La boucherie Merlier

André Chenevisse nous parle d’une époque où le transport des marchandises se faisait par le chemin de fer et où Donzère « exportait » sa production

“J’ai retrouvé dans mes archives personnelles une photo “citrate” des années 1900/1910 qui représente mon grand-oncle Émile Merlier heureux d’exhiber les carcasses d’agneaux de la Drôme. Il est évident qu’une telle abondance ne correspondait pas aux seuls besoins de la clientèle locale : douze carcasses d’un coup à Donzère en 1900, il y a certainement un “truc”. C’est ce “truc” que je vais essayer d’élucider ci-après.
Qui pourrait (ou pouvait) croire qu’en 1900 Donzère fournissait les Halles de Paris ?
Donc les frères Merlier, Émile et Charles exploitaient à Donzère vers 1900, une boucherie située dans la Grande Rue qui fournissait alors des “agneaux de la Drôme” à Lyon et même à Paris. Les carcasses étaient déposées dans des “banastes” faites en bois de châtaignier tressé recouvertes d’un tissu de jute cousu sur le pourtour. Un train frigorifique circulait alors entre Paris et Avignon et assurait tout le long de son parcours le transport de denrées variées : à l’aller du poisson venu de Boulogne et au retour les fameux agneaux de la Drôme. À la remontée, une halte de nuit était prévue à Donzère. Dans ce train circulaient aussi les “ambulants” qui, à bord effectuaient le tri postal ; une boite aux lettres permettaient de déposer le courrier jusqu’à une heure du matin en gare de Donzère. J’ai bien connu un “ambulant” natif de Donzère, Monsieur Paradis, fils d’un facteur donzérois (très apprécié de toute la population locale).
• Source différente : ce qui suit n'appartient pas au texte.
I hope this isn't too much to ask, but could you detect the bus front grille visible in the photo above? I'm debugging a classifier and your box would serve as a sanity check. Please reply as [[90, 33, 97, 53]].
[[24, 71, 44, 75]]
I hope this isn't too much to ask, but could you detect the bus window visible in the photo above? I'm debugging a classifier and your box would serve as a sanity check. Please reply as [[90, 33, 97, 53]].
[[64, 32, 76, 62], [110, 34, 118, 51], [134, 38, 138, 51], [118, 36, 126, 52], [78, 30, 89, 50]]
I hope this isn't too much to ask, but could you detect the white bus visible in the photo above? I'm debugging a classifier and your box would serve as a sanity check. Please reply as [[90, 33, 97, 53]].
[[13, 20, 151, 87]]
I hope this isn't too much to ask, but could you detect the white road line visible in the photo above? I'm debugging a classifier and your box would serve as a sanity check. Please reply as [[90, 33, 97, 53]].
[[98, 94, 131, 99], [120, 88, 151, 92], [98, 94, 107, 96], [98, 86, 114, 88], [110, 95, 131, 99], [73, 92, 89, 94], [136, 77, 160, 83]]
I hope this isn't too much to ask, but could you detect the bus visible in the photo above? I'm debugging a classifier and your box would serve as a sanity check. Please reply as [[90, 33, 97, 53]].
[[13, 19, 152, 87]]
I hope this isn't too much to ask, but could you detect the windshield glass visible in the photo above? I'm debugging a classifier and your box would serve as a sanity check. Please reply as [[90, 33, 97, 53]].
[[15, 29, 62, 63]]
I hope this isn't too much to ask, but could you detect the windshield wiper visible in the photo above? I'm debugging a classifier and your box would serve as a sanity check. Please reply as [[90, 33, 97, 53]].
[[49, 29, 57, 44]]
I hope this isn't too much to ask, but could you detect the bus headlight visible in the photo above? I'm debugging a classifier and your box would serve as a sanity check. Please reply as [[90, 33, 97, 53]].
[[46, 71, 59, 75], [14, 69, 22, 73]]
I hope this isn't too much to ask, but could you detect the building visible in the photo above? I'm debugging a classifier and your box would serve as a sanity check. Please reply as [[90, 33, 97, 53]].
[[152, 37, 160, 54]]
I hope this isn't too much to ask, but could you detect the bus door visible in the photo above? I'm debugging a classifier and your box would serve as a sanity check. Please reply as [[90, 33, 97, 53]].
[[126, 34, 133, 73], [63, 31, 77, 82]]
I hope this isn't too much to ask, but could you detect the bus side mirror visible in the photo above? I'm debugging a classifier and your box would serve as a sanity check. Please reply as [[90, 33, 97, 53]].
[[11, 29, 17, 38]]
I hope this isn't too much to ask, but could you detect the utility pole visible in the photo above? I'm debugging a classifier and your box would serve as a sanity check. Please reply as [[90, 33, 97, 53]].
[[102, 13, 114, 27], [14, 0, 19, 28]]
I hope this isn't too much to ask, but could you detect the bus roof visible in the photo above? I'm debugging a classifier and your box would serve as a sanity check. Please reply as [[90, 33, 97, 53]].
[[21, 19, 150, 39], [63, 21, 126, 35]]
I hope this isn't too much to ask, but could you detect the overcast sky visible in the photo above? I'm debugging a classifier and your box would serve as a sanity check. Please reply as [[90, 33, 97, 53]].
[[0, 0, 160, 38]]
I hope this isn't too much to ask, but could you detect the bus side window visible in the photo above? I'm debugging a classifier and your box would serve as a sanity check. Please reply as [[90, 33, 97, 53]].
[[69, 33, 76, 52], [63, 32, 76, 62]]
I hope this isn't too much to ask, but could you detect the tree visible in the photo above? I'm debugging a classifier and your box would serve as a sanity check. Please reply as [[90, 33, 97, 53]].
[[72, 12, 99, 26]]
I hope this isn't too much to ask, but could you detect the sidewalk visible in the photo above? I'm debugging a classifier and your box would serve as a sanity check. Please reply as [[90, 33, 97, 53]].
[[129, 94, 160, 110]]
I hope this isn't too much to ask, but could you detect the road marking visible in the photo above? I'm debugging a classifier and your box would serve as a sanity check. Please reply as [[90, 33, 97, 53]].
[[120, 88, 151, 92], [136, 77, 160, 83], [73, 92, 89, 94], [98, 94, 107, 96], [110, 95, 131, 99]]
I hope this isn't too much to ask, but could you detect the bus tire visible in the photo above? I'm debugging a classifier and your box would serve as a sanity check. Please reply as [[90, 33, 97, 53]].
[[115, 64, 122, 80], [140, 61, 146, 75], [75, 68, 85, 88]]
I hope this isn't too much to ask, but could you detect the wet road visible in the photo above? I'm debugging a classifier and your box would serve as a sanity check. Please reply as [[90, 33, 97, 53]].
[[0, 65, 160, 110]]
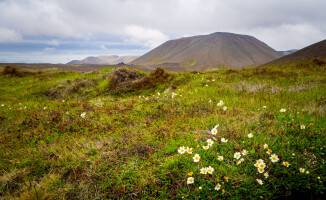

Grâce à “notre ambulant”, les initiés pouvaient avoir en mains la presse parisienne dès l’aurore. Les peaux des agneaux, après séchage, étaient vendues à un “laveur” habitant près de Grignan. La population donzéroise diposait d’une abondante quantité de cervelles et abats non transportables”.

Article d’André Chenevisse publié dans « Recherches Donzéroises » n°36 de 2010
Photographie : Donzère vers 1900, Emile Merlier. Carcasses d’agneau de la Drôme livrées à Lyon et à Paris par train wagon « glaciaires ».